Despite softer sales, new-car inventory remained relatively stable, down 4.2% year over year, as automakers adjusted production to align with cooling demand. This balance is important for shoppers because it helps prevent both widespread shortages and sudden oversupply that can lead to volatile pricing. New vehicles spent an average of about 70 days on dealer lots, slightly fewer than a year ago, indicating that while fewer consumers are browsing casually, vehicles are still selling at a healthy pace.

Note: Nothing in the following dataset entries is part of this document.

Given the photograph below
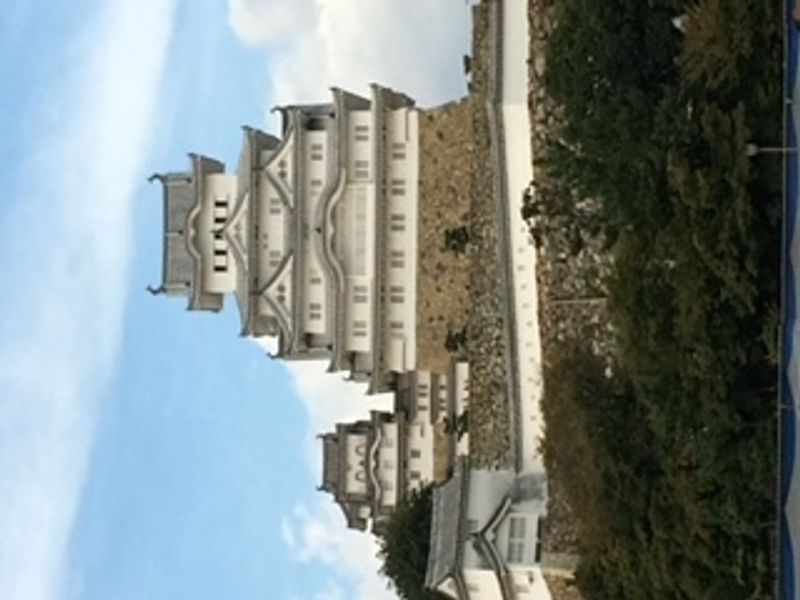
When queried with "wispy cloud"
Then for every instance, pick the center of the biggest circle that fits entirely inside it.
(414, 46)
(315, 534)
(66, 246)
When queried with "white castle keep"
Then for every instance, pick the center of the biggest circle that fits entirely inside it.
(315, 234)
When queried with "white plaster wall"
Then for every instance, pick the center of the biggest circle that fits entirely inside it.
(314, 180)
(486, 492)
(420, 439)
(482, 585)
(356, 479)
(282, 164)
(216, 187)
(389, 463)
(355, 230)
(461, 399)
(519, 173)
(271, 230)
(401, 151)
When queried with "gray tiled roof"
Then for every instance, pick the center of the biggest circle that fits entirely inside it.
(447, 527)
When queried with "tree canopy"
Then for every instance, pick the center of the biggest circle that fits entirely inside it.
(672, 456)
(405, 544)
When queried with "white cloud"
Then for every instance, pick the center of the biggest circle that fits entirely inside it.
(65, 289)
(414, 46)
(316, 534)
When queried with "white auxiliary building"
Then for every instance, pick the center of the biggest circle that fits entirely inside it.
(371, 466)
(485, 535)
(315, 234)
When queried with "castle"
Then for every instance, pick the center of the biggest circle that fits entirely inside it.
(315, 234)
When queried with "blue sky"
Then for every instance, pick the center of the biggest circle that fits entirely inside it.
(148, 452)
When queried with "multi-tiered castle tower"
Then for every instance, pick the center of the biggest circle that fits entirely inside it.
(315, 234)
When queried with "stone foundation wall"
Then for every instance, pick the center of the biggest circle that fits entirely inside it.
(489, 422)
(443, 286)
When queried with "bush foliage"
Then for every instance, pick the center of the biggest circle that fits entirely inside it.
(670, 461)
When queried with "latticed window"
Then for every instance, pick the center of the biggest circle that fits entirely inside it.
(516, 540)
(398, 151)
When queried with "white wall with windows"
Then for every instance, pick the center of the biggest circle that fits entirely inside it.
(401, 183)
(356, 478)
(388, 463)
(217, 264)
(314, 170)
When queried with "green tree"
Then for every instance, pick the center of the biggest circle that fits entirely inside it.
(405, 545)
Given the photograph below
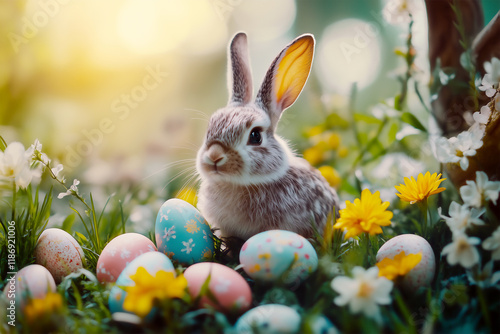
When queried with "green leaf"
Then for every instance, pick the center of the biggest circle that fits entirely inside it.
(348, 188)
(413, 121)
(391, 134)
(3, 144)
(366, 118)
(376, 148)
(81, 236)
(68, 223)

The average new-car list price reached approximately $49,700 in November, up 0.7% from the same time in 2024. A key driver of this increase is the faster-than-normal transition to 2026 model-year vehicles. By November, 2026 models accounted for more than half of new-car inventory, compared with a smaller share at the same point in 2024.
This accelerated shift helps explain why average prices are rising even as sales moderate. New model years typically come with updated pricing, and the earlier arrival of 2026 vehicles reflects broader cost pressures across the industry. While 2025 model-year vehicles sold faster than they did a year ago, the remaining units are aging on dealer lots, suggesting many shoppers are opting for newer 2026 models instead.
Mass-market vehicles continue to account for the majority of new-car inventory. Inventory in this segment declined about 4% year over year, while prices remained nearly flat, increasing just 0.3%. Luxury vehicles followed a similar inventory trend, with slightly larger 5% year-over-year declines in supply. However, luxury prices increased 2.4% compared to last year, continuing a pattern of sustained price growth that has been in place since 2021.
The used-car market remained supply-constrained in November, which is an ongoing trend rooted in years of underproduction during the 2021–22 chip shortage combined with the natural attrition of older vehicles as they fall out of serviceable condition. There was modest 2% year-over-year inventory growth, but rising new-car prices continued to put upward pressure on used-car prices. Inventory growth was driven largely by lower mileage, higher-priced vehicles, while the availability of lower-priced used cars continued to shrink.
Vehicles priced under $20,000 became harder to find, with inventory in that range declining 1.3% year over year. When these vehicles were available, they tended to have higher mileage than a year ago, reflecting the aging of the remaining affordable supply.
Prices for used vehicles rose 2.7% compared to last year, marking the eighth consecutive month of year-over-year price increases. Even as overall demand softened, used vehicles continued to sell relatively quickly, averaging about 54 days on dealer lots — faster than a year ago.
Body-style trends also played a role. Inventory of used SUVs and pickup trucks increased, while used cars continued to decline as fewer sedans from prior model years remain in the market. This shift has further limited choice for shoppers seeking lower-priced, fuel-efficient transportation.
For consumers, the takeaway is that the used-car market remains tight. While selection has improved at higher price points, affordable used vehicles remain scarce, keeping prices elevated and limiting flexibility for budget-conscious shoppers.